# Pet assessment different experiences wanted



## Jacks girl (Aug 7, 2011)

Hey all we have two wee dogs. I have heard different stories about pets including a SW interviewing a cat and people on here having to pay for a pet behaviourist to assess their doggies. 

Would love to hear different people's experiences of pet assessment lol xx


----------



## Flash123 (Jan 29, 2006)

We have 2 very strange cats and one very old Irish red setter, all of whom our sw met on numerous occasions. None were assessed (would have loved to see what conclusions were reached following an assessment!) and all were mentioned in our par. Didn't cause any probs at all. Good luck


----------



## Jacks girl (Aug 7, 2011)

Hi Flash thanks for your reply. Our references have been sought and medicals so trying to pre-empt our next steps xx


----------



## EveyBee (Mar 17, 2009)

Hi

Just wanted to say we have a rescue dog and he was accessed.

We went into the garden and showed our sw that he would do a sit/stay/come etc and she then saw how he was around our bc.  A vets ref helped but our sw just petted him and just observed.  We kept saying we would never leave them alone together as we don't with our bc now(trust the dog more than bc!!!)

The only thing we saw on the pet form was the question-'if there is conflict would you... put the dog down, rehome the dog or rehome the new child'  we wanted our sw to clarify what conflict meant.  As in if the child didn't like dogs- we would slowly introduce them and be aware of it, as we wouldn't do any of the above in this case.  Sw said what if he bit the child we said in that case we would have the dog put down/rehomed but we also questioned why this would have happened if they weren't left alone.

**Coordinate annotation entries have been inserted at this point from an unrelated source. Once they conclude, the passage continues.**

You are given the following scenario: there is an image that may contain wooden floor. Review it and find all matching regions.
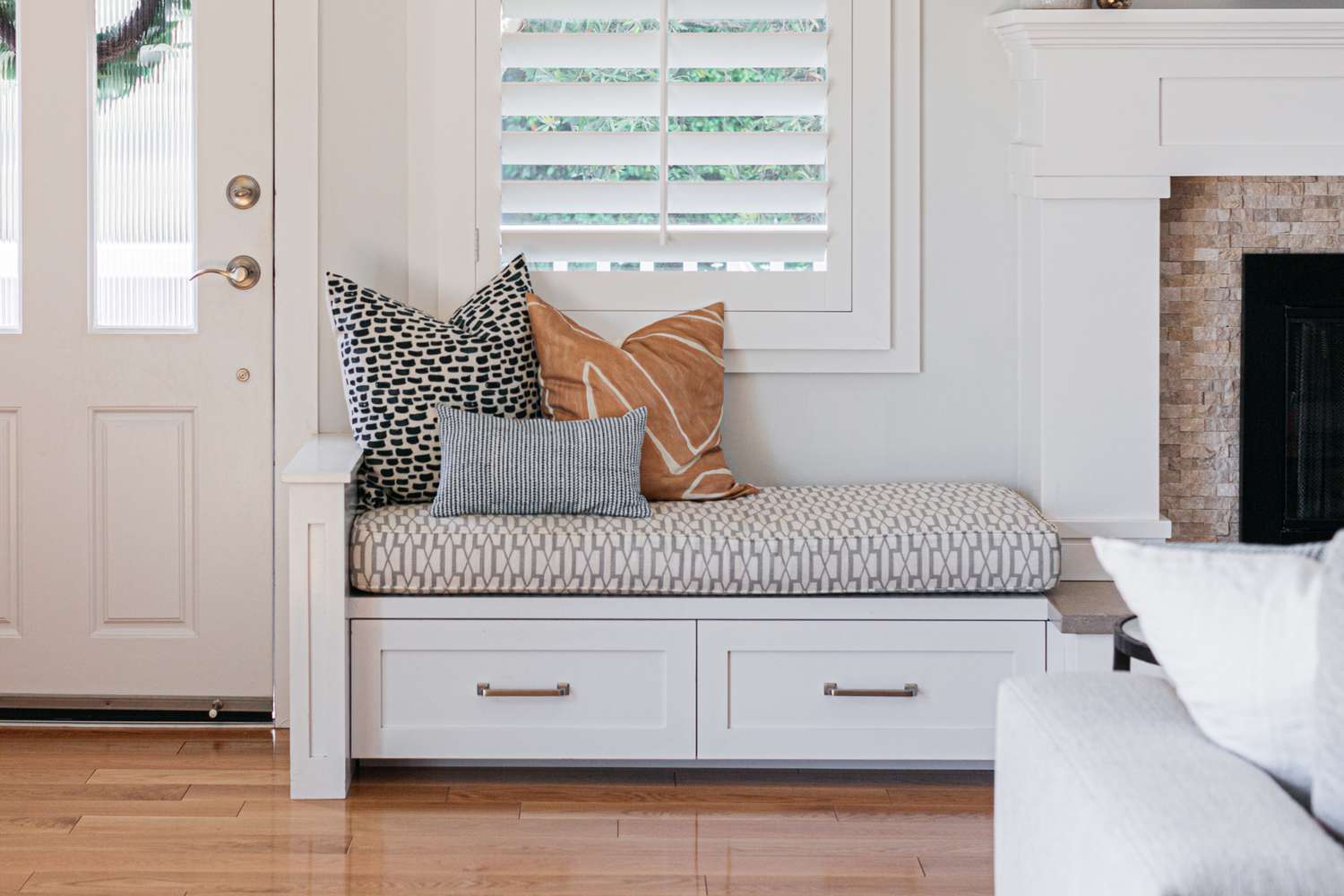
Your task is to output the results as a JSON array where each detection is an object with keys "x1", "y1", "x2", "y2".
[{"x1": 0, "y1": 728, "x2": 994, "y2": 896}]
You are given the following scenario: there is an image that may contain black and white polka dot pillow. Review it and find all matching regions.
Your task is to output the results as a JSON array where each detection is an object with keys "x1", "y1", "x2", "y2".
[{"x1": 327, "y1": 255, "x2": 538, "y2": 508}]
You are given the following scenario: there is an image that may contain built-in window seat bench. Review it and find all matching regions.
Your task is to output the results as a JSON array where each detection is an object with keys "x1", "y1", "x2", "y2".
[{"x1": 282, "y1": 435, "x2": 1061, "y2": 799}]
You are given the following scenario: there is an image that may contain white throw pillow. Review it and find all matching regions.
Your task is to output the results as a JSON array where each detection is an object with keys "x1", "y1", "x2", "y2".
[
  {"x1": 1093, "y1": 536, "x2": 1340, "y2": 804},
  {"x1": 1312, "y1": 538, "x2": 1344, "y2": 841}
]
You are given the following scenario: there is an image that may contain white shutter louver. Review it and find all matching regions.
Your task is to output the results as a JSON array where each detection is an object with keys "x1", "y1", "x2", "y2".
[{"x1": 483, "y1": 0, "x2": 852, "y2": 273}]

Hope this helps.  Don't stress too much-easier said than done I know but you know your dogs better than anyone.  They are part of your family.


----------



## lynsbee (Jun 21, 2013)

We have a 7 or 8 tear old rescue dog. 
All we had to do was fill out a form saying if there were any areas of the house which only the dog was allowedd in, what parts of the house he was allowed in, where he was fed, if he had been round children, if he had ever bitten. It was mainly a yes or no tick cheat and space for the odd comment. He wasn't seen as a problem on the home assessment visits just wanted our SW attention all the time and she wanted to take him home. He was mentioned in our PAR but just as being included into our family. I also have a rabbit which we told the SW and again he was just mentioned in the PAR as part of our family. She never even looked at the rabbit.


----------



## Jacks girl (Aug 7, 2011)

Thanks ladies for your replies - it shows how much it can vary I am hoping its like your experiences as medicals cost enough without adding a dog assessment with an outside agency to the list of costs for assessment haha. Thanks again really appreciate your advice, experiences and pearls of wisdom/reassurance.


----------



## Starmaker73 (Jun 28, 2013)

I have one bouncy 22 month old Labrador and the only concern my SW had with him was his jumping.  I enlisted the help of a professional dog trainer to come and do one to one sessions with him as I felt this would have quicker results than taking him to a class.  I will add that my SW didn't ask for this, I did it for my piece of mind.  As far as the assessment, I had the same form as lynsbee I think.  Just a ticky box page and that was it.


----------



## MummyAuntieKatie (Oct 18, 2012)

Be prepared for your SW to ask you to confirm that, should the situation with the dogs and child become untenable you will rehome the dogs.      I told our SW that if that was what she wanted to write then she should.  However, I have always stressed that anyone joining our family does so on the understanding that it is for life, be that dog, cat or child (we now have 1 cat, 3 dogs and 1 child) and I would do everything possible to ensure the relationship would work.  I tried to make it a positive, to show the strength of our commitment to make things work with any child.  

We had to complete a form for the dogs and cat, asked questions about 'pack leader' etc which are outdated theories on dog behaviour.  We also have lots of child gates up and the dogs get to be safe away from BB most of the time as he's just too full on for them.  

My biggest fear was that he would be scared of the dogs, but no such thing!  He wants to squeeze them, pull them, and he has no idea of the danger the pose.  This will come in time, he's only 2 and a half.  

Good luck!! I have to say, our dogs seemed to know what was required of them as they were always SO well behaved when we had SW visits! xxx


----------



## AoC (Oct 28, 2008)

We had to fill out a questionnaire for each of our three cats.  For my own peace of mind, I also did a joke one as if our 'head cat' had actually completed it herself...

I thought the questions were dog-orientated and irrelevant, and a little bit negative, so I also wrote a short piece/letter about all the positives I felt having cats would bring to placing a child with us, from explaining about belonging, to claiming, attachment, teaching gentleness, sharing, explaining that "when Chrissie came to live with us, she was very scared because it was all new, but now...." etc etc.  SW seemed to really like it.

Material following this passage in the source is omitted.